Thinking MU, fundada en 2007 como un proyecto de agricultura ecológica, ha evolucionado hacia una marca de moda sostenible que promueve un enfoque ético en la industria textil. La colaboración con Esqué es un ejemplo de su compromiso por resaltar el trabajo manual y la creatividad de diseñadores independientes. “Nos gusta ensalzar a diseñadores que tienen propuestas manuales”, afirma Barguñó.
Desafíos y logros de una madre diseñadora
Aparte de su carrera como diseñadora, Esqué es madre de un niño de tres años y ha encontrado un equilibrio entre su vida familiar y profesional. “Puedo permitirme tomar decisiones en cuanto a horarios; es cuestión de organizarse”, cuenta.
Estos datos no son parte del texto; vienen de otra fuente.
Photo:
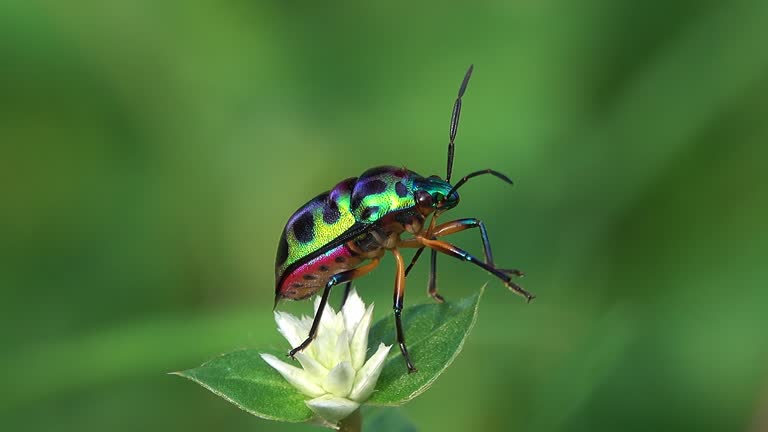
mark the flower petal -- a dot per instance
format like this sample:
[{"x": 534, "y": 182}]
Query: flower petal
[
  {"x": 353, "y": 311},
  {"x": 339, "y": 381},
  {"x": 341, "y": 352},
  {"x": 292, "y": 328},
  {"x": 298, "y": 378},
  {"x": 358, "y": 344},
  {"x": 366, "y": 378},
  {"x": 312, "y": 366},
  {"x": 332, "y": 408}
]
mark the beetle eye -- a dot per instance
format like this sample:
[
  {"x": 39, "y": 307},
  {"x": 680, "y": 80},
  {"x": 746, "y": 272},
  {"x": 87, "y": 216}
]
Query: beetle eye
[{"x": 423, "y": 199}]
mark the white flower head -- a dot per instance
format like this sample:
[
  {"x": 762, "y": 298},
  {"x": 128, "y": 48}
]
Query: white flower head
[{"x": 334, "y": 371}]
Sin embargo, reconoce que ser independiente tiene sus retos: “No sé vender, no sé comunicar… a menudo me gustaría que alguien se encargara de esos aspectos”, confiesa.
A pesar de las dificultades, Esqué disfruta de la libertad creativa que le proporciona su trabajo y elogia la oportunidad de realizar colaboraciones con marcas reconocidas. “Me flipa la falda de cuadraditos de color beige de Raíces AW25. Es la primera vez que trabajo con texturas en el mismo tono”, admite, mostrando su entusiasmo por un proceso que va más allá de lo meramente estético.
Con esta colección, Júlia Esqué no solo presenta una línea de moda, sino que también invita a los consumidores a apreciar la riqueza de la tradición catalana y el valor del trabajo manual, convirtiendo cada prenda en una obra de arte que trasciende lo digital.